These athletes train at least 3-4 hours a day, 5 days a week. Not to mention the time (and money!) they spend on recovery. They are meticulous with their nutrition and eat A LOT to support that training. They miss out on social engagements and make more sacrifices than you could imagine to develop their bodies into finely tuned, highly trained machines, all in order to achieve the goals they set out for themselves. And it takes a long time.

::Deep Breath::

Calming down, most women I have spoken to choose not to lift, or are tentative to increase the weight that they’re lifting, because they do not want to get bulky, i.e. gain too much muscle. Again, what “too much muscle” means is entirely subjective to you, but know that it doesn’t happen over night, and you have to put in some serious hours and make some difficult choices and commitments to get as muscular as these athletes.

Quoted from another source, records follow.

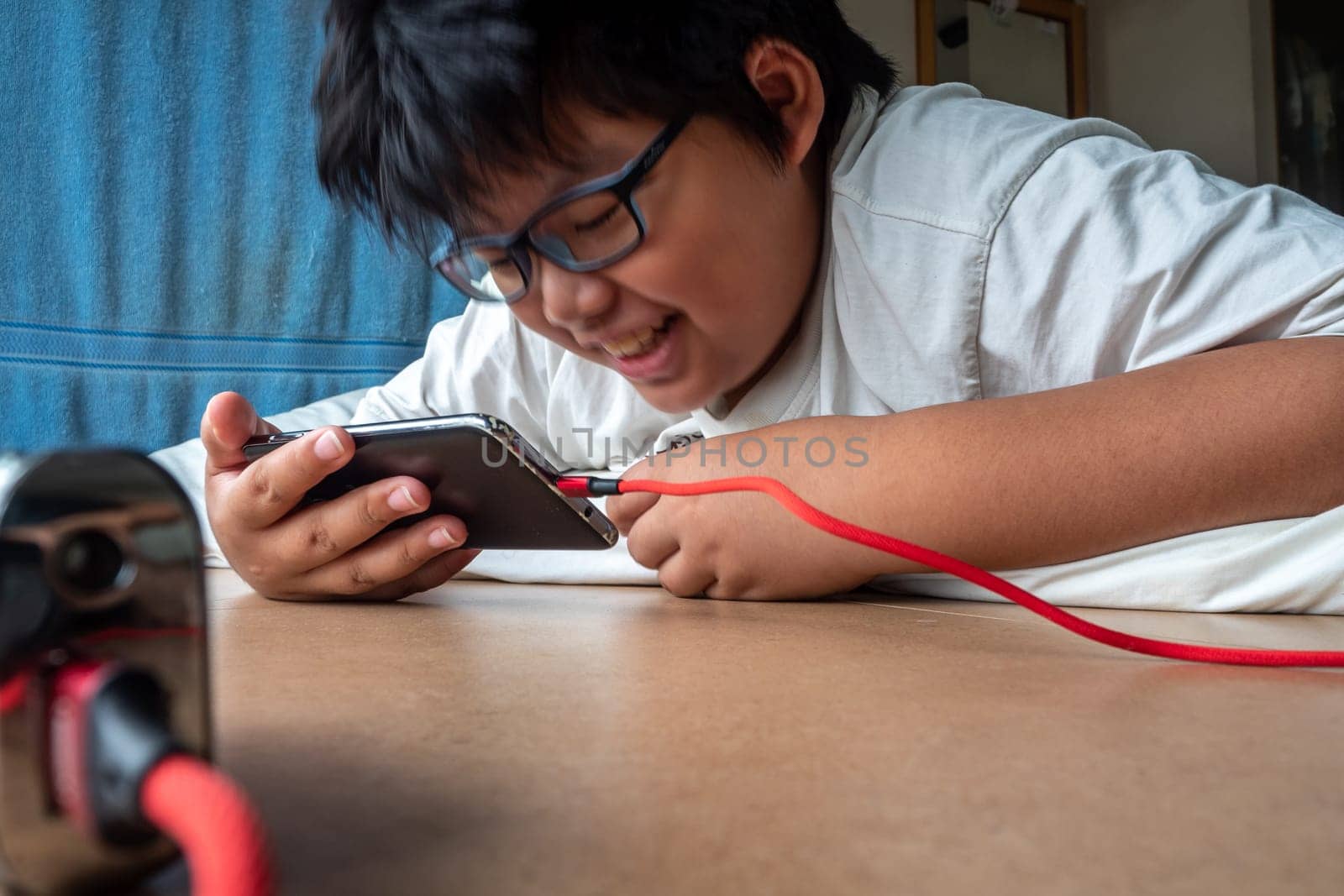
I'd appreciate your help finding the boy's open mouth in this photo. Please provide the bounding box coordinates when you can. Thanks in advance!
[602,314,676,359]
[602,314,681,380]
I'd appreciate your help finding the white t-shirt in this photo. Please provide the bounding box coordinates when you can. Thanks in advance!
[152,85,1344,612]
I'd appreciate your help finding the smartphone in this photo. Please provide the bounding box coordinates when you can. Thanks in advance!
[244,414,617,551]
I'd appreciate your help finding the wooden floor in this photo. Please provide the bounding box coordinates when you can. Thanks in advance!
[144,571,1344,896]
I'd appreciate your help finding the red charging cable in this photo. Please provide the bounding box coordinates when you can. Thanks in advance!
[139,753,274,896]
[555,475,1344,666]
[9,659,274,896]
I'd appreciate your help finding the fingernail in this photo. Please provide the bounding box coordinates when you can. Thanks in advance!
[428,525,461,551]
[387,485,419,511]
[313,430,345,461]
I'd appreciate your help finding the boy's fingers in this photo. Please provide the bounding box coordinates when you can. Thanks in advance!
[602,491,661,535]
[200,392,280,475]
[271,477,466,575]
[286,517,466,598]
[365,548,480,600]
[224,426,354,529]
[625,517,681,569]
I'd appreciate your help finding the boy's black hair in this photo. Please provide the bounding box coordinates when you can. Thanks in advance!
[313,0,896,251]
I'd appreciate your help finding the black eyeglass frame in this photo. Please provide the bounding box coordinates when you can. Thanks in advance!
[428,116,690,304]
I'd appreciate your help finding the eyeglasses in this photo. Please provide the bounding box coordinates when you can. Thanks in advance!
[430,116,690,302]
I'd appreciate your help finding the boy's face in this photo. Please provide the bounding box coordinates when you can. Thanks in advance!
[466,107,822,412]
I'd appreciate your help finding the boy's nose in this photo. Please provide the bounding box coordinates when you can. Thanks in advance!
[539,260,617,331]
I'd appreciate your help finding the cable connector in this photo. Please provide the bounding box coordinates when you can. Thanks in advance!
[50,661,179,846]
[555,475,621,498]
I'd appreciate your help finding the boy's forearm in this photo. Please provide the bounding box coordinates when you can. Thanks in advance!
[771,338,1344,574]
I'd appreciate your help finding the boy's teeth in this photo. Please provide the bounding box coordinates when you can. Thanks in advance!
[602,327,659,358]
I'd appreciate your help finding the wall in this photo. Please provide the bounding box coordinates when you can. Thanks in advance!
[1087,0,1274,184]
[840,0,1277,184]
[840,0,916,85]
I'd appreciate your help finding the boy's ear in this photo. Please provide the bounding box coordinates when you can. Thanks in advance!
[743,38,827,165]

As explained by Molly Galbraith of Girls Gone Strong:

Because most of the studies done on hypertrophy have been on men, post-menopausal women, or women with health conditions, it’s impossible to state with certainty how much lean mass a woman can expect to gain when she starts strength training. What I can tell you is that not a single expert guessed that it was greater than .5 – 1 lb. a month for the first 6-12 months, and that it slows considerably the longer you’ve been training. And this is in women who are making a conscious effort to gain lean mass, and eating to support these goals.

SO WHY SHOULD YOU LIFT?

Let’s start with the physical benefits…

Increase your lean mass

Often, when people say they want to tone their physique, what they’re actually saying is they want to gain lean mass, and for good reason! Increasing your lean mass (aka your muscle mass) not only helps to give the appearance of a toned physique, it also helps maintain a healthy body composition because muscle is a metabolically expensive tissue, i.e. it burns more calories than fat tissue.

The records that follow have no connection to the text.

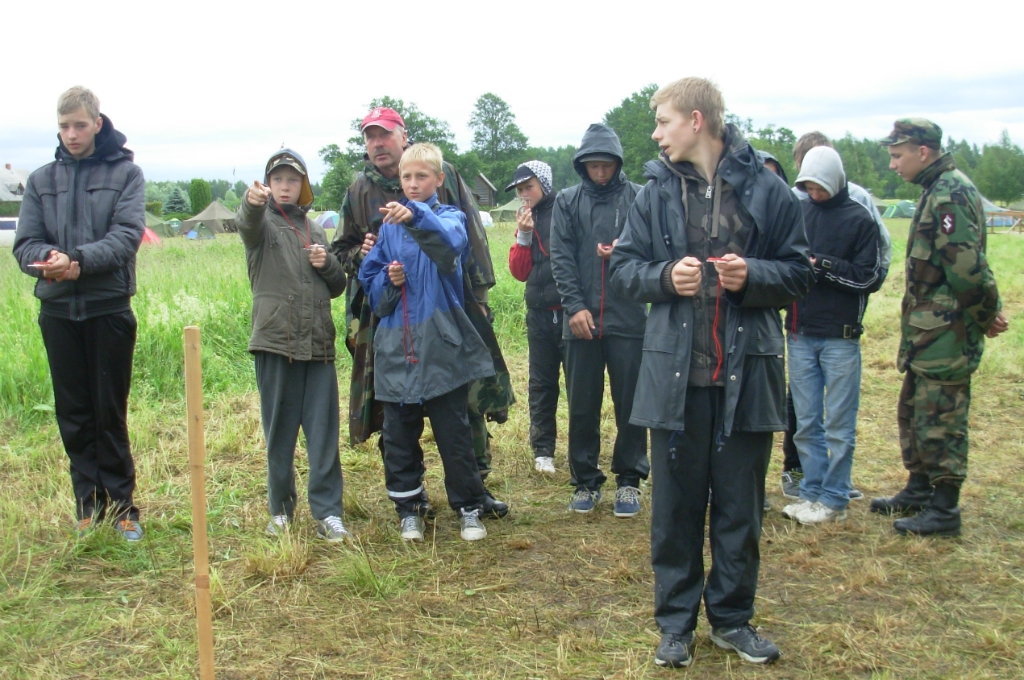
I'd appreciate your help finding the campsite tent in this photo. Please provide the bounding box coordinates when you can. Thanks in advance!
[490,199,522,222]
[180,201,238,233]
[882,201,914,217]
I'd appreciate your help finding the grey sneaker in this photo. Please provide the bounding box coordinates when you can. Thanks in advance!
[781,468,804,498]
[316,515,350,543]
[654,631,693,668]
[398,515,427,541]
[710,624,782,664]
[459,508,487,541]
[266,515,291,536]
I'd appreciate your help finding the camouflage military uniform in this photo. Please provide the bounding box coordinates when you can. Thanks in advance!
[883,119,1000,487]
[331,161,515,469]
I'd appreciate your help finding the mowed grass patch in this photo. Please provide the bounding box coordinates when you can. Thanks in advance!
[0,220,1024,680]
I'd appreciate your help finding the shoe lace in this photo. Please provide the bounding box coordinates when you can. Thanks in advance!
[615,486,640,503]
[324,515,348,534]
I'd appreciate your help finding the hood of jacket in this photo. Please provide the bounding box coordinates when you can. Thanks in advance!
[572,123,626,195]
[797,146,846,197]
[263,148,313,208]
[53,114,135,163]
[755,148,790,185]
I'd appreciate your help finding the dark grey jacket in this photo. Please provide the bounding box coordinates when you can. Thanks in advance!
[237,150,345,362]
[551,124,647,340]
[610,126,812,434]
[13,116,145,321]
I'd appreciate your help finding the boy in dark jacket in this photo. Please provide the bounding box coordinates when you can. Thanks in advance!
[505,161,565,473]
[359,144,508,541]
[237,148,348,542]
[13,87,145,541]
[782,146,883,524]
[611,78,811,667]
[551,124,650,517]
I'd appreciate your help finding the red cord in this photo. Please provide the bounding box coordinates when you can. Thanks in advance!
[711,277,723,380]
[401,284,420,364]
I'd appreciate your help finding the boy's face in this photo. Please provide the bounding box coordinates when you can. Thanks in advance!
[889,141,931,182]
[804,181,831,203]
[515,176,544,208]
[401,161,444,202]
[650,101,697,163]
[57,107,103,161]
[270,165,302,205]
[583,161,618,186]
[362,125,408,178]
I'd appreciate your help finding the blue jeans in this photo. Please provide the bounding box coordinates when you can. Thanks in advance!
[787,333,860,510]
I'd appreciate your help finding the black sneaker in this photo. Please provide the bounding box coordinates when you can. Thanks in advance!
[710,624,782,664]
[654,631,693,668]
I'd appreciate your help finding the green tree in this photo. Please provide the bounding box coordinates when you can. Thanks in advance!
[469,92,528,187]
[316,144,353,210]
[974,130,1024,205]
[602,83,659,183]
[164,186,193,215]
[188,179,213,215]
[344,96,459,171]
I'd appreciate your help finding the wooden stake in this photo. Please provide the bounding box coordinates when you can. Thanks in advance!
[185,326,213,680]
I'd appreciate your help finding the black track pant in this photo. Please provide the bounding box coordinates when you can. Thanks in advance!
[383,385,486,517]
[526,308,565,458]
[39,310,138,519]
[565,335,650,491]
[650,387,772,634]
[255,352,343,519]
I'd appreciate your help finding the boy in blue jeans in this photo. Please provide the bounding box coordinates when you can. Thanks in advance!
[359,144,508,541]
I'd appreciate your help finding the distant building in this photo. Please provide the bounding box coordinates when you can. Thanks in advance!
[470,172,498,208]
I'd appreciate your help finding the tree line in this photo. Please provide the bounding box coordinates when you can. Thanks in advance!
[145,84,1024,215]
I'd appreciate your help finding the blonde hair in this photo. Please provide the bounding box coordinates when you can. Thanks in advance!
[398,142,444,176]
[57,85,99,120]
[650,78,725,137]
[793,130,835,168]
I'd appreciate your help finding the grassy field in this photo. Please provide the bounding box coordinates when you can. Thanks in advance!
[0,220,1024,680]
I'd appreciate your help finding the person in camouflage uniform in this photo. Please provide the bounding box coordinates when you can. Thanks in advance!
[331,108,515,476]
[871,118,1009,536]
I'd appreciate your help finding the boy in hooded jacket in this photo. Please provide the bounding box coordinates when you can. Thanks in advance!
[359,144,508,541]
[782,146,884,524]
[237,148,348,542]
[505,161,565,473]
[13,87,145,541]
[551,124,650,517]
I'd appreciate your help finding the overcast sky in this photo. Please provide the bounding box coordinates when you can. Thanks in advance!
[0,0,1024,182]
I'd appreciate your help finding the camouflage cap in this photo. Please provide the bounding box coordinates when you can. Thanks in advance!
[882,118,942,150]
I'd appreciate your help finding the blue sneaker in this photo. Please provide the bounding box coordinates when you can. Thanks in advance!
[615,486,640,517]
[569,486,601,514]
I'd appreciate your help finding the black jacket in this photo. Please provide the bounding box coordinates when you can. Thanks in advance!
[14,116,145,321]
[610,125,812,435]
[526,194,562,309]
[551,124,647,340]
[786,186,884,338]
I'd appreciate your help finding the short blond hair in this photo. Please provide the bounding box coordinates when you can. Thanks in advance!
[398,142,444,177]
[57,85,99,120]
[793,130,835,168]
[650,78,725,137]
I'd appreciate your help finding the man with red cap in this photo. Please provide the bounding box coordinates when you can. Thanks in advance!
[331,107,515,516]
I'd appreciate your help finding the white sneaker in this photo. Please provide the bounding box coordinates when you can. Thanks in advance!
[782,499,812,519]
[398,515,427,541]
[534,456,556,474]
[796,501,846,524]
[266,515,289,536]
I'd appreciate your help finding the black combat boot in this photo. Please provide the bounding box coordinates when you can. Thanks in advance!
[893,483,959,536]
[871,472,932,515]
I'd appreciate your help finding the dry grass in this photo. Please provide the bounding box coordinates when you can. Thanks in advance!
[0,222,1024,680]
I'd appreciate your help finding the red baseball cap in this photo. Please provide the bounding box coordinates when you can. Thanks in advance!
[359,107,406,132]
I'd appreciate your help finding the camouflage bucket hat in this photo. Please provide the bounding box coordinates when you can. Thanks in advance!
[881,118,942,150]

Put yourself ahead of the game (Bone density and Sarcopenia)

Strength training will also put you ahead in the Age Game, helping you maintain your good health as you get older. Lifting weights and lifting heavy not only increases bone density, which will help to prevent the effects of osteoporosis; it also helps reduce the effects of sarcopenia – the loss of muscle mass, strength and mobility – as you age. You’ll be the kick-ass 80 year old Grandma forgoing the zimmer frame to go hiking with your grandkids!

Fat loss (oh wait, wasn’t that your goal to begin with??)

As mentioned above, an increase in lean mass means an accelerated metabolism, which in turn promotes fat loss (assuming you’re eating as you should do).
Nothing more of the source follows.